«Cambieremo la nostra percezione del mondo». Stephen Hawking, il grande scienziato che muovendo solo una palpebra siede sulla cattedra che fu di Newton a Cambridge, usò parole pesanti allo Stadio di Londra, quando fu lo straordinario conduttore della Cerimonia di Apertura dei più belli, partecipati, significativi Giochi Paralimpici di sempre.
Era un anno fa. Ma davvero lo sport praticato da atleti con ogni tipo di disabilità può far cambiare il modo di vedere ciò che ci circonda, l’uomo e l’universo nella sua interezza? A un anno da quell’evento che è stato celebrato come lo spartiacque fra ciò che era e ciò che dev’essere lo sport praticato da persone con disabilità, vale la pena chiederselo senza far pesare l’emozione di quei momenti.
Il motto era: Inspire a Generation, “ispirare una generazione”. La Gran Bretagna ha già capito cosa vuole dire: sono state centinaia di migliaia i bambini e le bambine, le ragazze e i ragazzi che sono stati contagiati da quei pochi giorni. Racconta Phil Craven, presidente del Comitato Paralimpico Internazionale: «Ero in metropolitana. Una mamma raccontava una storia al suo bimbo. Diceva: “C’era un tizio con una gamba di legno, una benda sugli occhi e un uncino al posto della mano. Sai chi era?”. Si riferiva a un pirata. Ma il bimbo rispose: “Certo: è un atleta paralimpico”. Una volta di più ho capito che stavamo facendo una cosa buona».
È il grande significato dello sport paralimpico, che Londra ha sublimato: guardare le abilità. Questa è l’eredità dei Giochi. Un cambiamento culturale che sicuramente capiremo fra anni, ma che i più accorti vivono da subito.
«Penseremo alla disabilità in modo diverso»: lo ha detto il celebre olimpionico inglese Sebastian Coe. Vero. È accaduto, per chi ha vissuto o anche solo ha visto quei momenti in TV o ha letto le cronache dei giornali. Già alla conclusione, però, è stata d’aiuto per una lettura più completa una frase di Luca Pancalli, anima del movimento italiano: «Londra 2012 rappresenta un punto fermo. Spenti i riflettori, però, si devono affrontare le piccole olimpiadi quotidiane della disabilità. Ma sono convinto che da oggi lo faremo in maniera diversa».
Londra 2012 ha mostrato atleti e gesta straordinarie davvero. Quell’immagine che ha regalato Alex Zanardi, mentre alzava trionfante la sua handbike, ha fatto più di mille convegni. C’era il nuovo fenomeno, Alan Fonteles Oliveira, amputato a entrambe le gambe e che riscriverà l’atletica del futuro, e gli atleti della boccia, che muovono solo la testa e sono campioni ai Giochi.
Il posto era per tutti, con ogni tipo di condizione. La bellezza della Paralimpiade. Questo non deve perdere il movimento paralimpico: l’attenzione alla persona, senza farsi fagocitare dalla tecnologia, ma anche senza aver paura di quest’ultima, se può migliorare l’uomo e le sue imperfezioni. È la grande sfida del futuro. Ci riuscirà? Le posizioni sono diverse e variegate.

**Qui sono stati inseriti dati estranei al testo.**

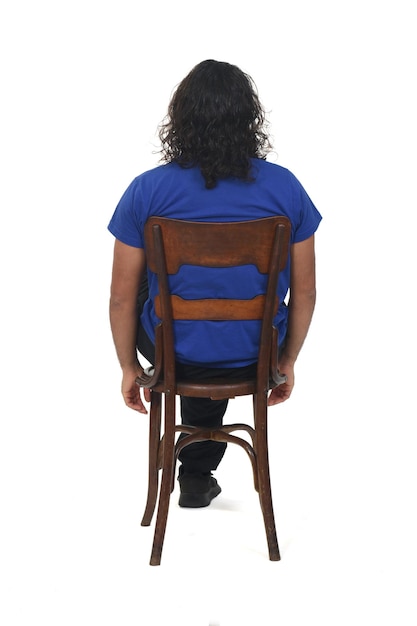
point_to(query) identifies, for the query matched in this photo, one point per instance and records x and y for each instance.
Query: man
(214, 150)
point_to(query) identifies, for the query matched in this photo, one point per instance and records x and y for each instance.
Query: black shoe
(197, 490)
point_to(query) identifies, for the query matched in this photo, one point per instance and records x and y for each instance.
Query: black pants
(203, 456)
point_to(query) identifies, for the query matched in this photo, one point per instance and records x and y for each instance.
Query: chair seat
(169, 245)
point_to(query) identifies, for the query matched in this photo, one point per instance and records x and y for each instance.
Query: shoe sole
(198, 500)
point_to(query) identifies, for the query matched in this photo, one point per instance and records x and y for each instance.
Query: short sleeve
(306, 217)
(125, 223)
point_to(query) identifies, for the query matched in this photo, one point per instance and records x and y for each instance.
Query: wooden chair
(169, 244)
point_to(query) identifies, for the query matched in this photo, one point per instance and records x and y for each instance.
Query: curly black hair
(215, 121)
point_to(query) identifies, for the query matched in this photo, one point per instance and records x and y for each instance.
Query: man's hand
(131, 391)
(282, 392)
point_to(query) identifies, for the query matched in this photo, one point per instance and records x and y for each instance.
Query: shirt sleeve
(307, 217)
(125, 223)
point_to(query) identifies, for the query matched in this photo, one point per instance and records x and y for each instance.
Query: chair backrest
(171, 243)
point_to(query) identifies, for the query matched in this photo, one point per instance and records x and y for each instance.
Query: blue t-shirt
(175, 192)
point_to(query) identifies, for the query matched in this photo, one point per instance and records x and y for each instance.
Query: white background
(84, 86)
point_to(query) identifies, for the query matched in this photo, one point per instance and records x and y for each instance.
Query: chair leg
(265, 494)
(153, 469)
(166, 482)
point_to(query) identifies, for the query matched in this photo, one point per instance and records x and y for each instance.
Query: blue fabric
(171, 191)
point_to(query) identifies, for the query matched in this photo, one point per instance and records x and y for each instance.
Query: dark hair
(215, 121)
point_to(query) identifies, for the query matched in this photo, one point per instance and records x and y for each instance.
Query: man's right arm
(300, 312)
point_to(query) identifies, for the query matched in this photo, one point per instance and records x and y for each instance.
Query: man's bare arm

Quelle parole dello scienziato in carrozzina che uscivano da un sintetizzatore vocale non erano sfida o paradosso. Nella maniera perfetta di un genio quale è, Hawking ha semplicemente espresso in modo chiaro e sintetico un concetto che la Paralimpiade regala ogni volta e che Londra ha sublimato. Il regno del paradosso che fa riflettere: lo sport non è per corpi perfetti perché ogni corpo è imperfetto. Ecco la percezione del mondo che cambia e la disabilità che rovescia i concetti: guardare le abilità. Lo sa bene lui, che da anni muove solamente una palpebra a causa di una grave malattia genetica. Il potere della mente nel tempio del trionfo del corpo, come è lo sport. E la Paralimpiade va controcorrente anche in questo, mostrando le immense abilità di corpi imperfetti. Hawking e la Paralimpiade: un pugno in faccia ai luoghi comuni.
Quei bimbi, che a Londra e in mille altri Paesi hanno visto nuotare un uomo senza braccia o correre un atleta senza le gambe o spingere una boccia chi muove solo la testa, cambieranno il mondo.